Some content, such as comprehensive ad libraries, content moderation statistics, viral content data and a platform’s ranking and recommendation algorithms would be made available to researchers or the public on an ongoing basis, according to the bill.
The Federal Trade Commission would enforce the new policy, and companies that fail to comply risk a potential loss of immunity under Section 230 of the Communications Decency Act, which generally protects them against libel for content posted by members.
In a statement, Coons said the bill will address a “dangerous lack of transparency about how these platforms impact our children, families, society, or national security” and help to answer questions about threats to national security and possibly harmful content.

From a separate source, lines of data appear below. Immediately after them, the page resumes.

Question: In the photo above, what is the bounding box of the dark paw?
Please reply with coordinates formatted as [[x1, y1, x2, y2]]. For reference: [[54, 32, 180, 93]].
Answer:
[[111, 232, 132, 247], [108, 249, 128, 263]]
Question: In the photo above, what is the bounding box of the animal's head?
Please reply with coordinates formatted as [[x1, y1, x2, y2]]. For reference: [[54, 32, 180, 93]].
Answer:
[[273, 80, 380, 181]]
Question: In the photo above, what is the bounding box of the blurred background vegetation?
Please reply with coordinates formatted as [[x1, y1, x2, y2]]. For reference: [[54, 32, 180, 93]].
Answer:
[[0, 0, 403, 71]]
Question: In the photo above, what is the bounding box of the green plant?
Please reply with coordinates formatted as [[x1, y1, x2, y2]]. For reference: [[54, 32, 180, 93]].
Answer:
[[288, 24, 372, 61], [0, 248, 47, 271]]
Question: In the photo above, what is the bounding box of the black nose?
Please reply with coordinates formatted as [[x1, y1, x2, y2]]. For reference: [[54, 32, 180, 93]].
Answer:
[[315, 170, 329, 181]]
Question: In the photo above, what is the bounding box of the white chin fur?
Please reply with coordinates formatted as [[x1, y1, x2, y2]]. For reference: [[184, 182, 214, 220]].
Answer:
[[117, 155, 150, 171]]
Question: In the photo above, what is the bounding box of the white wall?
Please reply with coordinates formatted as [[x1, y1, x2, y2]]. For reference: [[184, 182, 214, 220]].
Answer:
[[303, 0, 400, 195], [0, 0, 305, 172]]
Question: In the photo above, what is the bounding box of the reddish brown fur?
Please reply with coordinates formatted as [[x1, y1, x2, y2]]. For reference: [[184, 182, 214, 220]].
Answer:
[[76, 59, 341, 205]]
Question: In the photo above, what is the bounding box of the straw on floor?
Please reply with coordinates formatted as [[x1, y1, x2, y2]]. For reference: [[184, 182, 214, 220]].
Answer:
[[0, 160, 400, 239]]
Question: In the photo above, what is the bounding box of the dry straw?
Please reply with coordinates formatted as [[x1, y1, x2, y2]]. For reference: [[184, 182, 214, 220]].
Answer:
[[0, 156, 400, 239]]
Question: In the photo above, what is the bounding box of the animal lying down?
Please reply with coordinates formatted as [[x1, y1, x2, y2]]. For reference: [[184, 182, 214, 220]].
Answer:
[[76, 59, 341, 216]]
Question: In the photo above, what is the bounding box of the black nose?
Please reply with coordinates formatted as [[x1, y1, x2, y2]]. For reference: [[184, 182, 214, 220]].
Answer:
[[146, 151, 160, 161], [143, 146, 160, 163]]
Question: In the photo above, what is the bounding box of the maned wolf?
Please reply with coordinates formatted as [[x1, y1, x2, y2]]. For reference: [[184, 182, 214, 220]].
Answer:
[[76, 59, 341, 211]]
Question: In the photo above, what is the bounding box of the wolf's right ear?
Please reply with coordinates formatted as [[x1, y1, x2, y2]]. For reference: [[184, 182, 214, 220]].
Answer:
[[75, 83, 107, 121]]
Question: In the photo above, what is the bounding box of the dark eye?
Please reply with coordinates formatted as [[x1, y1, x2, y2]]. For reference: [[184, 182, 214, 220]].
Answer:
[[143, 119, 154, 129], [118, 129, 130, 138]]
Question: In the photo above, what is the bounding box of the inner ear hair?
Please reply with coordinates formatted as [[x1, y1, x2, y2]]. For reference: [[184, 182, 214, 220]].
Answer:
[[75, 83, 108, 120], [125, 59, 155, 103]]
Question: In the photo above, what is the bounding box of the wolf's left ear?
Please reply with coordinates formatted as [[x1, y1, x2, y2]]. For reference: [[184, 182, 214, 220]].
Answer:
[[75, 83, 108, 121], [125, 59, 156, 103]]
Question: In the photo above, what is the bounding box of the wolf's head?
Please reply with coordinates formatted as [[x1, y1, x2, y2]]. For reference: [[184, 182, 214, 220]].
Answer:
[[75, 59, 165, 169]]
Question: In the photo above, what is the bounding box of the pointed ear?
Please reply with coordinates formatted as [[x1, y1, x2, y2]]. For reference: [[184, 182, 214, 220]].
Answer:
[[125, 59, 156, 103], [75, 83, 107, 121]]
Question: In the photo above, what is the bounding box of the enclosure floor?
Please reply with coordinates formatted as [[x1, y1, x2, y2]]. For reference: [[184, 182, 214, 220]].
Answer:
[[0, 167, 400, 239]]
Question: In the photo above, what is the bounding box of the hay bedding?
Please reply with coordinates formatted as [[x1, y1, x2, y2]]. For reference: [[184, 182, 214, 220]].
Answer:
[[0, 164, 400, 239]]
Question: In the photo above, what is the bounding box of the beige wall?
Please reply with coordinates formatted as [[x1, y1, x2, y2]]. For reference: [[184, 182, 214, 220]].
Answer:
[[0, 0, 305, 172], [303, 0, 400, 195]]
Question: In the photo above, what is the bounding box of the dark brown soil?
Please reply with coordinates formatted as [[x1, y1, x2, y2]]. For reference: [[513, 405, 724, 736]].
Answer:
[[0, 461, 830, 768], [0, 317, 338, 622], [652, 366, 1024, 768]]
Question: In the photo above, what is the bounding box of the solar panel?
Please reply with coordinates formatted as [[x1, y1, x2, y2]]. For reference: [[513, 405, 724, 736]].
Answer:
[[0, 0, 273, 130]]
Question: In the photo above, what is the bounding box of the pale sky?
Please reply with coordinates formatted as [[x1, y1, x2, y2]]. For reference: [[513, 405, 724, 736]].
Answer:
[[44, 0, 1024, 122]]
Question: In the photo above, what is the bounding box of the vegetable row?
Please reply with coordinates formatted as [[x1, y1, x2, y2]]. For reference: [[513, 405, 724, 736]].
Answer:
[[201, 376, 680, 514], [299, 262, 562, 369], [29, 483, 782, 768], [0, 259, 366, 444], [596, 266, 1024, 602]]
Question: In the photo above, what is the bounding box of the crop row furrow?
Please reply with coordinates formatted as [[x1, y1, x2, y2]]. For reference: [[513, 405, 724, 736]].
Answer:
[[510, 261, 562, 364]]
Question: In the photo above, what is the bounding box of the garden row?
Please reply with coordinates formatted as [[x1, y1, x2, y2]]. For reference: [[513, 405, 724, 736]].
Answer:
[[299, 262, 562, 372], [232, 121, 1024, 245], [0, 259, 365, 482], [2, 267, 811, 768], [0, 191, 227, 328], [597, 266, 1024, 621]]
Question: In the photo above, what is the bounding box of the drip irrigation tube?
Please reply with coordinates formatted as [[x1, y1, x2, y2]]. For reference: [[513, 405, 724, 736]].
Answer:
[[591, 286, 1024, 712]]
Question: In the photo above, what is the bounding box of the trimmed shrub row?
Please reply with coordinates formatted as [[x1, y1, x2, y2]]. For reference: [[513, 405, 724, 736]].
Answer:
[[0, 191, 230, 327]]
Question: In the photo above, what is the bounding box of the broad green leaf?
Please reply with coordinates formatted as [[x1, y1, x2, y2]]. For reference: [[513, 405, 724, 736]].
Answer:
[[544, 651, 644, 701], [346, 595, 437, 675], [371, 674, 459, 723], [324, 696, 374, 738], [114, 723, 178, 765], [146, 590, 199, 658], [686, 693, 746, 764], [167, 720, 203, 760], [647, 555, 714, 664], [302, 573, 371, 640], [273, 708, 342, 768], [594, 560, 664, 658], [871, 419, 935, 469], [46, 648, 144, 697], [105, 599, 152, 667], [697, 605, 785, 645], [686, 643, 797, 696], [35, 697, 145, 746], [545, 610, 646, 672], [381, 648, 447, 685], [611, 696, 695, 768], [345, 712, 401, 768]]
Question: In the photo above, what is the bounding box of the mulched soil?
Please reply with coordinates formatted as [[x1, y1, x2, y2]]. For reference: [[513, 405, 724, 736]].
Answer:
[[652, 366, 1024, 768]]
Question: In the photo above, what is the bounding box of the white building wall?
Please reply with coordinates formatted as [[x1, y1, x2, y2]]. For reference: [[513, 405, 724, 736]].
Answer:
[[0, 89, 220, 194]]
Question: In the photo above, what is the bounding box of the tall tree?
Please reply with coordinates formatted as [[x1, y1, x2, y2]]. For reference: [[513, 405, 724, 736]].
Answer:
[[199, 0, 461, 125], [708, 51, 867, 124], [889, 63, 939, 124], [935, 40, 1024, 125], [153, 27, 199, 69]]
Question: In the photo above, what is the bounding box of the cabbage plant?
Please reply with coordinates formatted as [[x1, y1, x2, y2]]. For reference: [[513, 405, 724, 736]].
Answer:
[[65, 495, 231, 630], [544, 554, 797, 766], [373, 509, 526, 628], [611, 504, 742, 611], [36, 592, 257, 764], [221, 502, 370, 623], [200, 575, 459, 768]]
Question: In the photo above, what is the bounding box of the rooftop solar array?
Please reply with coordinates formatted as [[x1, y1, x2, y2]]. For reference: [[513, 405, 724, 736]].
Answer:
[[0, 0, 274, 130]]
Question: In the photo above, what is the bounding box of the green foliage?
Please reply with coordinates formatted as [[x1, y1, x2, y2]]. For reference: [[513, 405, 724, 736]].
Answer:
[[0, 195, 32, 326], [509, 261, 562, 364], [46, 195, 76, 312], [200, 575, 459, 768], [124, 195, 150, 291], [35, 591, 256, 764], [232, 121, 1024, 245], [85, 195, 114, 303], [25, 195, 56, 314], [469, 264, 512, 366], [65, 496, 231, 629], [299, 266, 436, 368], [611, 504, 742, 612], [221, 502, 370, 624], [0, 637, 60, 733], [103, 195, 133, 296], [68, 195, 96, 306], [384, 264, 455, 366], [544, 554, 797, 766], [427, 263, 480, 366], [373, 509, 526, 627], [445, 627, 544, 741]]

Earlier this month, lawmakers floated a bill to ban the popular social media platform TikTok in the U.S. after years of speculation about the Chinese government’s influence on ByteDance, the China-based company that owns TikTok.
On Tuesday, federal law enforcement issued a public safety alert on the rise of “sexortion,” the online extortion of minors for sexually explicit imagery.
“I have a number of concerns about Big Tech — from facilitating sex trafficking to burying content about the origins of Covid-19 — and I want to ensure that any response by Congress is effective in addressing those concerns,” Portman said in a statement.
Coons also pointed to Twitter, which was recently taken over by Tesla CEO Elon Musk, as a “cautionary tale” of how a social media company’s transparency policy can change with little notice and few safeguards.
“Twitter was the one platform that was relatively transparent and had made some investments and efforts around guardrails and accountability and some transparency around its metrics,” Coons said, according to The Washington Post. “All of that has been blown up by the change in ownership.”